Penso che Altra Europa nelle sue varie espressioni (non solo il piccolo gruppo che agisce presentandosi come erede dell’originario Comitato del garanti ma anche gli amici di Noi-Altra Europa)  dovrebbe di continuo sottoporre quel che produce (analisi, progetti, azioni territoriali di nostri consiglieri regionali come Alleva, azioni europee dei deputati) al giudizio dei nostri padri, che sono quelli che ho elencato più sopra e che oggi includono anche Landini e la sua promettente “coalizione sociale”. Altrimenti ci ridurremo al lumicino (già non siamo che questo lumicino, sempre che brilli ancora) e non avremo fra poco più nulla di rilevante da dire e proporre.

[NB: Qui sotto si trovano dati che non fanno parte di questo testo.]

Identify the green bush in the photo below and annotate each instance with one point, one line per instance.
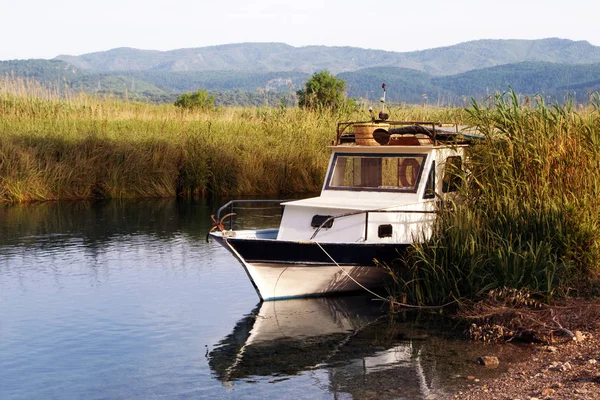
(199, 100)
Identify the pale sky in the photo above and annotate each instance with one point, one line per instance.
(48, 28)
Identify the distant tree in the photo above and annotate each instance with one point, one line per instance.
(200, 99)
(322, 90)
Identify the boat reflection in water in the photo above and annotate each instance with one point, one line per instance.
(363, 353)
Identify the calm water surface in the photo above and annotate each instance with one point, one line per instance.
(123, 300)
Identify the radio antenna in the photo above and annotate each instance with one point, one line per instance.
(382, 115)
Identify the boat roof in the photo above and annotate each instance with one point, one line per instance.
(414, 134)
(357, 203)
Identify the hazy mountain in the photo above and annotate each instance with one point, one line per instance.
(269, 57)
(161, 76)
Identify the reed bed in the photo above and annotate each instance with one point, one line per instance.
(529, 218)
(59, 145)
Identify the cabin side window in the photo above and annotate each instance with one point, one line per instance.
(430, 185)
(377, 172)
(452, 174)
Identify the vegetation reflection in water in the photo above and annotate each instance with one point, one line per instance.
(367, 352)
(98, 301)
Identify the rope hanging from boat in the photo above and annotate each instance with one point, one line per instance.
(375, 294)
(348, 275)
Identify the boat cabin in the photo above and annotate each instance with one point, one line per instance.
(383, 184)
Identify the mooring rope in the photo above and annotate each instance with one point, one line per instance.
(348, 275)
(375, 294)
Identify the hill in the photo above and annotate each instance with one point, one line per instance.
(149, 75)
(272, 57)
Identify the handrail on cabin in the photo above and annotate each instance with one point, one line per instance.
(230, 204)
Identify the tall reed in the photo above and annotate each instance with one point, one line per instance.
(530, 217)
(57, 144)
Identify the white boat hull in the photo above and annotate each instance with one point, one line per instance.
(312, 271)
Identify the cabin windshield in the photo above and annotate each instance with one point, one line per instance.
(376, 172)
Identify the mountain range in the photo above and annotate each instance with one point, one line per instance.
(249, 72)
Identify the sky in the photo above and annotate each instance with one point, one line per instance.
(46, 29)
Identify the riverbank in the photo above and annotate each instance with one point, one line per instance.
(80, 147)
(566, 368)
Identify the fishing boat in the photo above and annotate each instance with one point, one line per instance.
(384, 185)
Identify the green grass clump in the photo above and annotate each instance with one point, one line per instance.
(531, 211)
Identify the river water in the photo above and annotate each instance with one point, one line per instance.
(127, 300)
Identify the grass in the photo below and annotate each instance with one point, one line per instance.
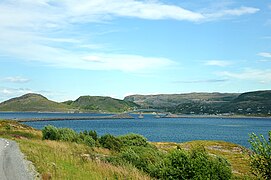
(64, 160)
(236, 155)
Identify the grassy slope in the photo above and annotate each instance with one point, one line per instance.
(32, 102)
(63, 160)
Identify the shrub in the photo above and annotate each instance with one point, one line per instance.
(144, 158)
(93, 134)
(110, 142)
(196, 164)
(50, 132)
(66, 134)
(260, 159)
(89, 141)
(133, 140)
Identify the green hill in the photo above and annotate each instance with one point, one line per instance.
(169, 101)
(36, 102)
(101, 104)
(250, 103)
(33, 102)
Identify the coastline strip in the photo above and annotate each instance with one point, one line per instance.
(117, 116)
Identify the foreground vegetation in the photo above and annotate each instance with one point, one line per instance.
(65, 154)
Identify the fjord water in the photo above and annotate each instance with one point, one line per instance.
(234, 130)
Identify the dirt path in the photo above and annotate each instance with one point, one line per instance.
(13, 166)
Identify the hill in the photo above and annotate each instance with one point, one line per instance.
(101, 104)
(249, 103)
(33, 102)
(168, 101)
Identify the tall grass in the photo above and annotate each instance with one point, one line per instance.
(64, 160)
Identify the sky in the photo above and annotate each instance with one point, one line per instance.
(64, 49)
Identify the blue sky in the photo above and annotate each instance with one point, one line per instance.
(65, 49)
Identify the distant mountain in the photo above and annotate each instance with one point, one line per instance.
(32, 102)
(249, 103)
(38, 103)
(168, 101)
(101, 104)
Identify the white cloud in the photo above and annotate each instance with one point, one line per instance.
(265, 54)
(123, 62)
(16, 79)
(30, 31)
(259, 75)
(217, 63)
(230, 12)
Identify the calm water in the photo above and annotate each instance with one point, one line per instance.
(163, 129)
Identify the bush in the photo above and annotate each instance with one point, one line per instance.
(93, 134)
(144, 158)
(50, 132)
(196, 164)
(260, 159)
(110, 142)
(134, 140)
(89, 141)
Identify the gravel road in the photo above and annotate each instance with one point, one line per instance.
(13, 166)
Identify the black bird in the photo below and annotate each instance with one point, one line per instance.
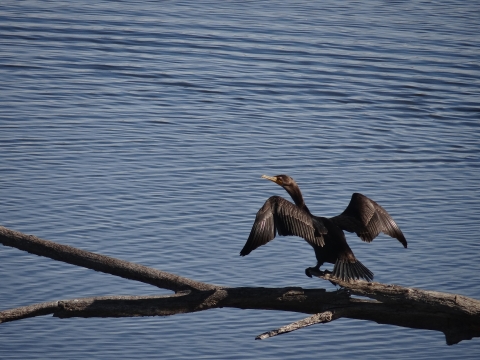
(362, 216)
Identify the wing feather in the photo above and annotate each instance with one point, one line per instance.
(280, 216)
(367, 219)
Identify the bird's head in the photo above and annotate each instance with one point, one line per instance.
(284, 181)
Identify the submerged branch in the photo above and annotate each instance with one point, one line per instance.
(458, 317)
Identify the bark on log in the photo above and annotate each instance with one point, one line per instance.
(457, 316)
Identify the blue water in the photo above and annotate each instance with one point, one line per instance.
(141, 130)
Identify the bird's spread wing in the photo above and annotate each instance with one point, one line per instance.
(280, 215)
(367, 219)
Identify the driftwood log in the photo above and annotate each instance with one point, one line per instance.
(457, 316)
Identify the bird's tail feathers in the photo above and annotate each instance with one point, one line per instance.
(346, 270)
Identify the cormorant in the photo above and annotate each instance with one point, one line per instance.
(362, 216)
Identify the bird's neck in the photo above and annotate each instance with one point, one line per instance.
(297, 197)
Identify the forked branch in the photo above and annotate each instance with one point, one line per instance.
(458, 317)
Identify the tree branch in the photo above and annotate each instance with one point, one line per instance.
(97, 262)
(458, 317)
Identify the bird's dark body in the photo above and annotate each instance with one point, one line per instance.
(363, 216)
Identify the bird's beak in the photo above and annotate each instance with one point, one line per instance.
(275, 179)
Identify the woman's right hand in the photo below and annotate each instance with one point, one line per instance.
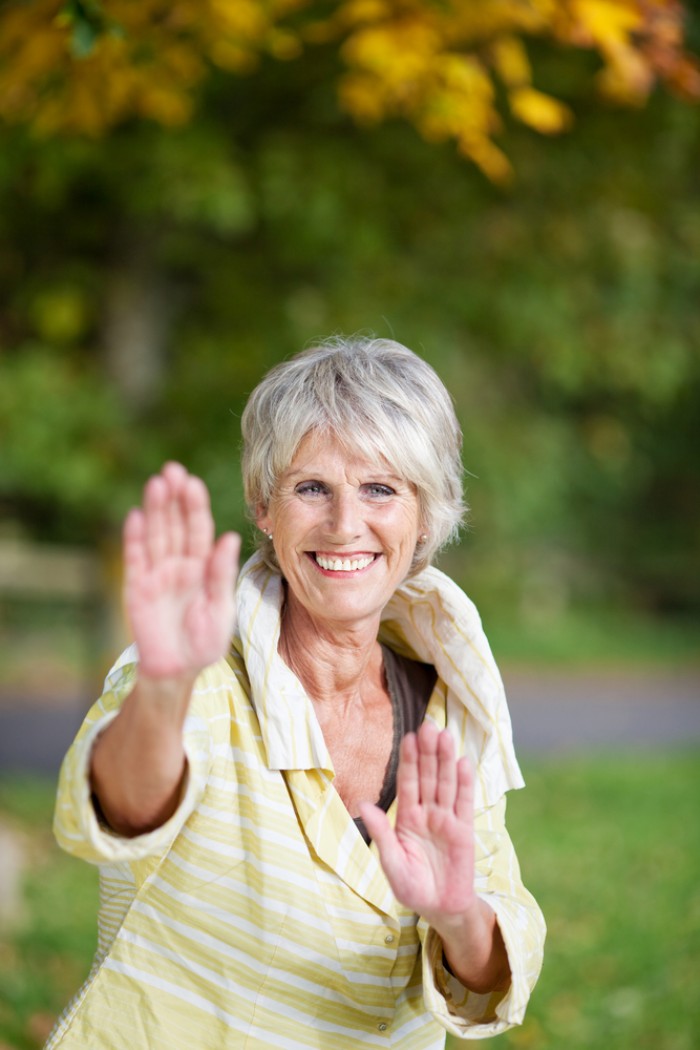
(179, 599)
(178, 581)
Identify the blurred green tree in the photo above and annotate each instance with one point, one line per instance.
(179, 263)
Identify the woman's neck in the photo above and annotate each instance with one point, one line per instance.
(336, 664)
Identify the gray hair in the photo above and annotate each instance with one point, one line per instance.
(377, 398)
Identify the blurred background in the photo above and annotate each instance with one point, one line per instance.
(190, 192)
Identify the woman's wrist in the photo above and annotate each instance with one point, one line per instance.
(473, 948)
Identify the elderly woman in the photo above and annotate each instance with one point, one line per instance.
(296, 796)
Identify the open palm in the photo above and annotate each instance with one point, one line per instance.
(178, 581)
(428, 857)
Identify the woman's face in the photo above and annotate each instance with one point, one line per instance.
(344, 531)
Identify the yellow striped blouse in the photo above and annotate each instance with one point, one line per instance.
(257, 917)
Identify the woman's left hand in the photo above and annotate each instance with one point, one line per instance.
(428, 857)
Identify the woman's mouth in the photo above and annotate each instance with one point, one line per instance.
(336, 563)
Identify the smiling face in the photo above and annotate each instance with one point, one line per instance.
(344, 530)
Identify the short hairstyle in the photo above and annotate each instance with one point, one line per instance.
(377, 398)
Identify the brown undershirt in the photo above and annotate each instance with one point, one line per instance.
(410, 685)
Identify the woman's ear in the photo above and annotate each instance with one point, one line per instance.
(262, 518)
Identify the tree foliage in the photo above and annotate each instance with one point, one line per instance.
(153, 273)
(453, 69)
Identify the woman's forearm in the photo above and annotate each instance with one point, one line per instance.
(138, 764)
(474, 949)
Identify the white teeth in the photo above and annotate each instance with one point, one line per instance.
(344, 564)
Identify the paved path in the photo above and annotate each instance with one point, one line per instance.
(552, 712)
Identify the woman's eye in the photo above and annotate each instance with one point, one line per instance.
(379, 491)
(311, 488)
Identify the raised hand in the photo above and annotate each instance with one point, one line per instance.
(178, 581)
(428, 857)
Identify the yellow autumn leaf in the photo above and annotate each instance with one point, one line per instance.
(539, 111)
(609, 22)
(359, 96)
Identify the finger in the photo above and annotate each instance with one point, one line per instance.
(464, 802)
(199, 524)
(446, 771)
(155, 519)
(135, 559)
(176, 479)
(407, 786)
(427, 762)
(223, 568)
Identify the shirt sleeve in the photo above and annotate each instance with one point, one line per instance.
(464, 1013)
(77, 824)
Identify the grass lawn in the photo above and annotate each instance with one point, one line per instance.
(610, 847)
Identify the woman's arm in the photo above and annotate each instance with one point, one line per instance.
(179, 601)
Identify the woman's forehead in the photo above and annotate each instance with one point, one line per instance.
(327, 449)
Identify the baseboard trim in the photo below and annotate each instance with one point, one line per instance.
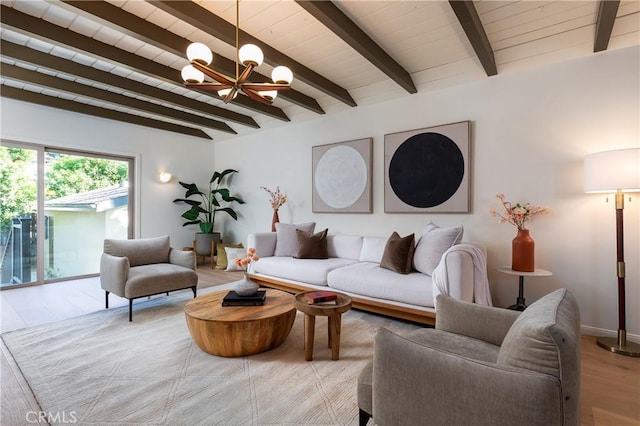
(595, 331)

La stessa battaglia “con Tsipras”, bisogna ri-studiarla, ri-calibrarla e analizzarla bene, alla luce di quel che sta avvenendo in Europa in seguito alla vittoria di Syriza. È stato bene darci questo nome, nella campagna per le europee: in qualche modo è stato profetico. Ma al tempo stesso – questo il mio modestissimo parere – non possiamo divenire una filiale di Syriza – e, sia detto per inciso, nemmeno di Podemos – pena la nostra morte. Per quanto mi riguarda personalmente, ad esempio,  ci sono cose che non accetto, nella condotta del nuovo governo greco. Trovo esiziale la dichiarazione del ministro della difesa Kommenos, che minaccia di inondare il Nord Europa con i migranti che giungono in Grecia (eventuali jihadisti dell’Isis compresi). Anche la Svezia dunque, che accoglie il maggior numero di migranti e richiedenti asilo. Né mi consola sapere che il ministro non appartiene a Syriza ma alla destra in parte xenofoba di Anel, con cui Syriza si è alleata. Trovo inammissibile, e del tutto autodistruttiva, la campagna del governo Tsipras sulle riparazioni di guerra che la Germania è chiamata imperiosamente a pagare, se non aiuta la Grecia sul debito. Non cambieremo di certo l’Europa se la faremo precipitare – nell’immaginario dei suoi cittadini e delle sue nazioni – nei tempi immediatamente successivi alla prima guerra mondiale, quando le riparazioni umiliarono la Germania e fecero nascere dalle sue viscere prima Hitler poi una seconda guerra mondiale (Keynes fu l’unico a veder giusto, e a ergersi contro la politica, e la retorica, delle “riparazioni”). Tutt’altra cosa è chiedere (come fece Tsipras in campagna elettorale e come facemmo noi) una conferenza sul debito come quella del ’53, quando alla Germania fu condonata una parte del debito di guerra (il rimborso dell’altra parte fu dilazionato nel tempo, e “agganciato” alla ripresa economica tedesca). L’Europa è nata non per dimenticare le colpe storiche di questo o quel paese, ma per trasformarle in responsabilità accresciuta e nuova solidarietà fra cittadini del continente.